« Beginners » de Mike Mills

Intérieur jour.

Oliver vide des armoires, jette des médicaments aux toilettes, trie des livres, des papiers. Oliver vide la vie de l’appartement et commence son deuil.

Extérieur nuit.

Des feux d’artifices crépitent sur le toit d’un parking, au coeur de l’obscurité californienne. Explosion de mélancolie, de nostalgie, tendresse et yeux humides.

En voix-off, Oliver explique le monde en 2003. Le soleil. Les étoiles. La nature. Le Président. Puis en 1955. L’image de la société parfaite, des jolies voitures lustrées, des familles heureuses avec des animaux de compagnie (et des jolies voitures lustrées), des femmes apprêtées et des hommes virils qui fument – parce que c’était encore viril de fumer à cette époque, pas uniquement dangereux pour les poumons et la fertilité. La société dans laquelle les parents d’Oliver se sont rencontrés, aimés, épousés. 44 ans et 1 cancer plus tard, sa mère décède et Hal, son père, en profite pour annoncer et vivre son homosexualité au grand jour à 70 ans passés.

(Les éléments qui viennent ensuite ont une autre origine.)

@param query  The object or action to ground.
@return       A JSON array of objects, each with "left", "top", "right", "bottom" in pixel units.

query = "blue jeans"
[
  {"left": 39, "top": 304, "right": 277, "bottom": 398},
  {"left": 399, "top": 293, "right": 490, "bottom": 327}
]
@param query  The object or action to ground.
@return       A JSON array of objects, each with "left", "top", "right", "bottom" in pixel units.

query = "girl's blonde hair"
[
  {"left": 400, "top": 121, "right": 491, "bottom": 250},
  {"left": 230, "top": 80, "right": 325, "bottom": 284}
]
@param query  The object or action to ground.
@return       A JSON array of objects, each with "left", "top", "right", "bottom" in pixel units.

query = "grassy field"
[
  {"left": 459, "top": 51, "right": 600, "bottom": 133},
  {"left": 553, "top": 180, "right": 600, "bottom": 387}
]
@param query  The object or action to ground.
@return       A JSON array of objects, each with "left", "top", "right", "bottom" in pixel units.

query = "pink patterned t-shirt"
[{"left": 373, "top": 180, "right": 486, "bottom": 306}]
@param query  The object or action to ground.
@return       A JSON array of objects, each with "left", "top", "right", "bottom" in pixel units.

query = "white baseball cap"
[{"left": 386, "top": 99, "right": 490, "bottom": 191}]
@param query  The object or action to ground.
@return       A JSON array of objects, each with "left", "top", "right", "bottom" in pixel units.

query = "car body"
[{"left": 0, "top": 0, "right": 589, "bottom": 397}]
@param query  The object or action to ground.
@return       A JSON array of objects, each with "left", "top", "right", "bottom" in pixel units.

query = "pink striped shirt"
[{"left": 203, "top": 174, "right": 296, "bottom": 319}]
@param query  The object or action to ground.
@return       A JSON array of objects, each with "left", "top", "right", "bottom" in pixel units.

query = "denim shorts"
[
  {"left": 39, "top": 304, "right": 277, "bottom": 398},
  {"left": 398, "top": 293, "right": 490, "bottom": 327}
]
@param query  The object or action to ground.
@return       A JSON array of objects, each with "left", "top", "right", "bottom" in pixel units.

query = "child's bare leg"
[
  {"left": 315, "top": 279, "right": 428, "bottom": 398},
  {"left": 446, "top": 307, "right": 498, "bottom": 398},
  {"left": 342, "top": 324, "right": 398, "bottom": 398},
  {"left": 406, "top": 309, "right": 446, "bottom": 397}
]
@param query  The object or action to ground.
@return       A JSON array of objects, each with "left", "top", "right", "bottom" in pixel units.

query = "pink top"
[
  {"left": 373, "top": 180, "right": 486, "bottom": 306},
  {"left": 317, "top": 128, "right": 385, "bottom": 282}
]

Un cancer le rongera lui aussi, seulement 4 ans après son coming-out, et Oliver videra son appartement.

Le film se décompose et s’articule ensuite autour de flashbacks : alors qu’Oliver reconstruit sa vie en acceptant la mort et en se laissant tomber dans les bras de l’amour – un amour blond à l’accent français, sous la fragilité aurore de Mélanie Laurent – des réminiscences d’Hal, de ses premiers amours masculins à ses derniers jours de souffrance, viennent ponctuer le récit. Nostalgie et feux d’artifices, encore.

Il y a une douceur et une douleur exquise dans Beginners. Comme une coupure qui vous fait mal mais vous rappelle que vous êtes vivant. Qui vous réconforte, vous murmure que ça pourrait être pire, et que ça va passer, bientôt.

Il y a un engagement et une sincérité déconcertante dans Beginners. Peut-être, certainement, parce qu’Oliver et Mike Mills, le réalisateur et scénariste, se fondent et s’effacent l’un l’autre. Lui aussi a perdu son père, et son père aussi n’aura vécu son homosexualité qu’au crépuscule de sa vie. Alors on fait le chemin avec Mike et Oliver, main dans la main, non pas pour accepter, ni comprendre, mais simplement pour découvrir qu’il n’est jamais trop tard que pour être enfin soi même, et enfin heureux, et qu’il est important de garder ses yeux et son coeur ouvert, toujours.

Un joli camaïeu de vert-de-gris, une ampoule qui clignote, crépite et s’éteint à jamais.

Les images de Beginners jouent sur la persistance rétinienne. Malgré la profonde détresse et la dépression latente, il ne reste au final que des caresses dans nos paupières ; que les sourires de Mélanie Laurent, les regards d’Ewan McGregor et la sagesse mutine de Christopher Plummer. Un moment douloureux qui s’efface et pour ne laisser place qu’aux souvenirs les plus tendres. Un moment douloureux qui nous manque, soudainement, et qui nous rappelle que malgré nos peurs, la vie est possible.